1. Theme

Doctoral Forum

2. Purpose and Significance

This forum provides a platform for international exchange, learning and cooperation for PhD students, and an opportunity to communicate with experienced researchers in the field of computer vision and pattern recognition. Winners and official candidates of the 2020 CCF-CV Academic Emerging Award People will be directly invited to participate in the doctoral forum.

3. Schedule

Time: 15:20-17:20, October 18, 2020
Location: Multifunctional North Hall
Time Headline Speaker Host
15:20-15:50 Crafting Efficient Neural Networks through the Lens of Spatial Resolution Duo Li Tianzhu Zhang
15:50-16:20 Efficient network structure design for rich-scale scenes Shanghua Gao
16:20-16:50 Object instance segmentation and pose detection in complex environments Sida Peng Guangcan Liu
16:50-17:20 Efficient Representation Learning for Dense Object Detection Xiang Li

4. Proposed lecture content and introduction of invited speakers

Invited Report 1: Crafting Efficient Neural Networks through the Lens of Spatial Resolution
Summary: Though deep neural networks (DNNs) demonstrate dominant power in many computer vision tasks, they are accompanied with the price of high computational complexity.

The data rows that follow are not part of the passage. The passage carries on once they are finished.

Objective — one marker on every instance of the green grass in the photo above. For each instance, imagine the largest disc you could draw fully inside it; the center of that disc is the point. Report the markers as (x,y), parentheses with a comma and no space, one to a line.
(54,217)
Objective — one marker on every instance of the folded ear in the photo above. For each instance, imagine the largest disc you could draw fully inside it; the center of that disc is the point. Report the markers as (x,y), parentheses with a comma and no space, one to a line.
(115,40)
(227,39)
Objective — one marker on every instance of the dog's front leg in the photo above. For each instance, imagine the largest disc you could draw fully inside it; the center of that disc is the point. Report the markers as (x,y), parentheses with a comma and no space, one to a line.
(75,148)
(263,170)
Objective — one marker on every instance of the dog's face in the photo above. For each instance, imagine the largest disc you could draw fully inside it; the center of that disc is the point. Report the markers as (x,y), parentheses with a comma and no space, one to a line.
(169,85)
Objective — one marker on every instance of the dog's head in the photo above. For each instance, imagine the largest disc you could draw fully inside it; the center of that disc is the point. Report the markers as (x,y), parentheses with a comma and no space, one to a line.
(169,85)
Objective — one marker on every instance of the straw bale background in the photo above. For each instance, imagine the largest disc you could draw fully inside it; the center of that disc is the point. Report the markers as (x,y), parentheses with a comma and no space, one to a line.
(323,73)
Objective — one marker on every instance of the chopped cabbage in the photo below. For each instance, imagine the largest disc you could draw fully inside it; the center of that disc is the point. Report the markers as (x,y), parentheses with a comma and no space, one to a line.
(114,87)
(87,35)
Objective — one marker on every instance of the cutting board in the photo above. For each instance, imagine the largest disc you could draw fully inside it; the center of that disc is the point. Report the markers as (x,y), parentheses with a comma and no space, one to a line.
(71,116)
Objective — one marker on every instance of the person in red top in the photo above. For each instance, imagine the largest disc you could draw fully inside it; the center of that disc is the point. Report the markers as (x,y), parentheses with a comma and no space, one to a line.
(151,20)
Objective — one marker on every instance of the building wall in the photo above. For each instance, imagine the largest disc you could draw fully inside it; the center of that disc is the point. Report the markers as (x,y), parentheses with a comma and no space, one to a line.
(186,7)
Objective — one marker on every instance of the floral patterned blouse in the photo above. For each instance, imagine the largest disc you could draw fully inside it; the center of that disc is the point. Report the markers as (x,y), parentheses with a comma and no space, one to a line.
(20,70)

Therefore, neural network engineering towards better efficiency becomes more and more appealing recently, which allows flexible and fast deployment in real-world applications. In previous works related to efficient network design, adjusting network architecture from the perspective of network width, or say channel dimension, attracts most attention. In this talk, I will cover some of our recent works, which exploit efficient neural network design from the complementary spatial dimension, including tactfully shrinking intermediate feature resolution and dynamically switching input image resolution. Our approaches are able to achieve better performance while enabling lower computational budget or greater efficiency, compared to prior art.
  • 嘉宾简介:Duo Li is a second-year MPhil student in the Department of Computer and Science, The Hong Kong University of Science and Technology, under the supervision of Prof. Qifeng Chen. He received his B.Eng. degree from the Department of Automation, Tsinghua University, in 2019. His research interests broadly lie in computer vision and machine learning, especially neural network understanding and unsupervised learning. He has published 6 papers in top-tier computer vision conferences, including ICCV, CVPR and ECCV, during his first graduate studying year. Among his publications, he mostly serves as the first author (5 out of 6) as well as the only student author (4 out of 6). He has spent time at Intel Labs China, SenseTime research, and ByteDance AI Lab. His homepage is http://www.cs.ust.hk/~dlibh.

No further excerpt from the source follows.